TerrainNet: Visual Modeling of Complex Terrain for High-speed, Off-road Navigation
Meng, Xiangyun, Hatch, Nathan, Lambert, Alexander, Li, Anqi, Wagener, Nolan, Schmittle, Matthew, Lee, JoonHo, Yuan, Wentao, Chen, Zoey, Deng, Samuel, Okopal, Greg, Fox, Dieter, Boots, Byron, Shaban, Amirreza
Effective use of camera-based vision systems is essential for robust performance in autonomous off-road driving, particularly in the high-speed regime. Despite success in structured, on-road settings, current end-to-end approaches for scene prediction have yet to be successfully adapted for complex outdoor terrain. To this end, we present TerrainNet, a vision-based terrain perception system for semantic and geometric terrain prediction for aggressive, off-road navigation. The approach relies on several key insights and practical considerations for achieving reliable terrain modeling. The network includes a multi-headed output representation to capture fine- and coarse-grained terrain features necessary for estimating traversability.
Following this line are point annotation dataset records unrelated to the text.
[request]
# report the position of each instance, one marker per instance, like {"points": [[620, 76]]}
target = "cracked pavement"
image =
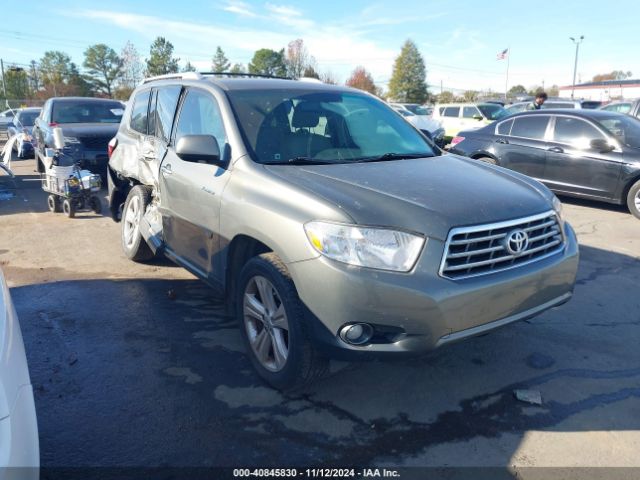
{"points": [[137, 365]]}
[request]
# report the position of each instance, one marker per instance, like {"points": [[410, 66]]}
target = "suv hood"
{"points": [[89, 129], [430, 195]]}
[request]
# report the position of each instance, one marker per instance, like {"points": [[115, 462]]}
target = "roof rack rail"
{"points": [[240, 74], [173, 76]]}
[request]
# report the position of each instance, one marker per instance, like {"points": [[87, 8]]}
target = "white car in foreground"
{"points": [[19, 447]]}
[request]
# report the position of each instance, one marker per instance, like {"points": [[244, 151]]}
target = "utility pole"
{"points": [[575, 65], [4, 85]]}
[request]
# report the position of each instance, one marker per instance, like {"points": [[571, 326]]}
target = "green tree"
{"points": [[446, 97], [310, 72], [470, 96], [268, 62], [161, 61], [237, 68], [220, 63], [104, 67], [517, 90], [188, 67], [298, 58], [132, 68], [409, 78], [362, 80], [17, 83]]}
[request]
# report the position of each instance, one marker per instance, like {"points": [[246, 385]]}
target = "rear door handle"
{"points": [[555, 150]]}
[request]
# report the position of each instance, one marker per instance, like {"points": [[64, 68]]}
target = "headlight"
{"points": [[557, 206], [380, 248]]}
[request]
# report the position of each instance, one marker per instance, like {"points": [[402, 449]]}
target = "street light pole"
{"points": [[575, 65]]}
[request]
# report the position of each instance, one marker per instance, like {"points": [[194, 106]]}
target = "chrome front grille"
{"points": [[484, 249]]}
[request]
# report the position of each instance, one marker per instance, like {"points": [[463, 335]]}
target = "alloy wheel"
{"points": [[266, 323]]}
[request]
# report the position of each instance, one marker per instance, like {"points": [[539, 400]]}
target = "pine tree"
{"points": [[161, 61], [362, 80], [408, 81], [220, 62]]}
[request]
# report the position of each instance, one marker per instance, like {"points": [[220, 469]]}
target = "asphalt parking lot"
{"points": [[136, 365]]}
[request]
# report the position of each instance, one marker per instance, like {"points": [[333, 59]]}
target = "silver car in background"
{"points": [[19, 447], [333, 227]]}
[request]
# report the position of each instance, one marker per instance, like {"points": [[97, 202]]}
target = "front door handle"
{"points": [[555, 150]]}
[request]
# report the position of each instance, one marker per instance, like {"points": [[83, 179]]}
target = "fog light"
{"points": [[357, 333]]}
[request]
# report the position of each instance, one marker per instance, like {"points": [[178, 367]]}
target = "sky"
{"points": [[458, 40]]}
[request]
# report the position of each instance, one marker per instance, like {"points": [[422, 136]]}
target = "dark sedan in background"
{"points": [[88, 124], [22, 127], [592, 154]]}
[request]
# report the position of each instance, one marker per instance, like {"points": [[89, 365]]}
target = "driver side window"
{"points": [[200, 115]]}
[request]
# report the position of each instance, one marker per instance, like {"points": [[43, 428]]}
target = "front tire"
{"points": [[272, 320], [133, 244], [633, 199]]}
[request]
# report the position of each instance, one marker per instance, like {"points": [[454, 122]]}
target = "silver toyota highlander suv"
{"points": [[333, 227]]}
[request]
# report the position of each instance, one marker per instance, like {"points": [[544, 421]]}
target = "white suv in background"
{"points": [[456, 117]]}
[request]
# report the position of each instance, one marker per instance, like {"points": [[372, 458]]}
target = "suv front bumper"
{"points": [[429, 310]]}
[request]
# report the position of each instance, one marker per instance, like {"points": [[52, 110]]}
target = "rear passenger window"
{"points": [[451, 112], [139, 112], [166, 102], [505, 127], [200, 116], [534, 127], [575, 132], [470, 112]]}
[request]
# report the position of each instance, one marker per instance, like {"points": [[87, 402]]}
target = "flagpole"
{"points": [[506, 82]]}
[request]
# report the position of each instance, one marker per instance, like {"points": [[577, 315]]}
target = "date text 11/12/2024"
{"points": [[316, 473]]}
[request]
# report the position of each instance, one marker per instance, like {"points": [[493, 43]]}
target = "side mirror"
{"points": [[58, 138], [601, 145], [199, 148]]}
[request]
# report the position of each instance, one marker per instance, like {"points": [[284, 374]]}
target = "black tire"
{"points": [[54, 203], [134, 245], [633, 199], [95, 204], [489, 160], [303, 363], [69, 208]]}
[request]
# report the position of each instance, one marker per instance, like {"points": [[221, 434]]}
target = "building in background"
{"points": [[604, 91]]}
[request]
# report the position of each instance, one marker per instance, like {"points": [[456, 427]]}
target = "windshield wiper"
{"points": [[300, 161], [393, 156]]}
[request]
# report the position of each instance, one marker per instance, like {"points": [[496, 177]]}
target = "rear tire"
{"points": [[271, 317], [69, 208], [633, 199], [54, 203], [133, 243]]}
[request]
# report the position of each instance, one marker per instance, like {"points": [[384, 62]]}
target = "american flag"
{"points": [[503, 54]]}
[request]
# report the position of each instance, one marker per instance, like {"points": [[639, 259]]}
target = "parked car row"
{"points": [[592, 154]]}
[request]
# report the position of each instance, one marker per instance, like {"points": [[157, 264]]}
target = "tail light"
{"points": [[456, 140], [113, 143]]}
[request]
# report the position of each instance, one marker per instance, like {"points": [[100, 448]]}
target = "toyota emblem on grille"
{"points": [[517, 242]]}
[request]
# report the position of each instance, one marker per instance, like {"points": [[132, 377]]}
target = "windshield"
{"points": [[322, 126], [626, 129], [492, 111], [27, 119], [87, 112]]}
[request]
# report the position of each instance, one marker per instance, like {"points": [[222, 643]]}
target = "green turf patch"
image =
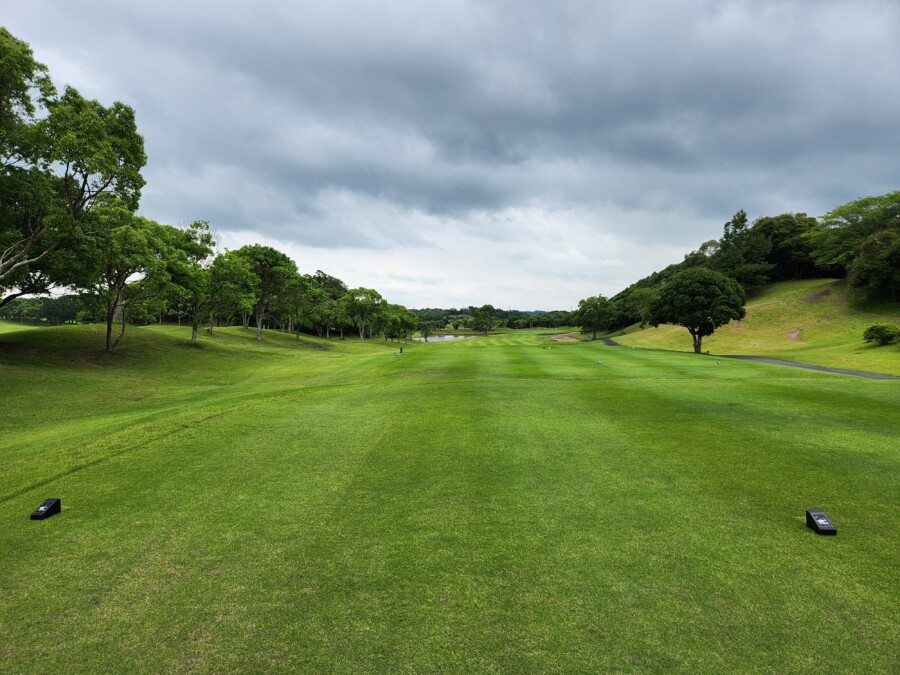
{"points": [[814, 321], [487, 504]]}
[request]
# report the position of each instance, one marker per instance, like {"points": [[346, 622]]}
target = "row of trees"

Accurate depth estimation is achieved using self-supervised depth completion with multi-view RGB and stereo inputs. Requirements for real-time performance and fast inference speeds are met using efficient, learned image feature projections. Furthermore, the model is trained on a large-scale, real-world off-road dataset collected across a variety of diverse outdoor environments. We show how TerrainNet can also be used for costmap prediction and provide a detailed framework for integration into a planning module. We demonstrate the performance of TerrainNet through extensive comparison to current state-of-the-art baselines for camera-only scene prediction. Finally, we showcase the effectiveness of integrating TerrainNet within a complete autonomous-driving stack by conducting a real-world vehicle test in a challenging off-road scenario.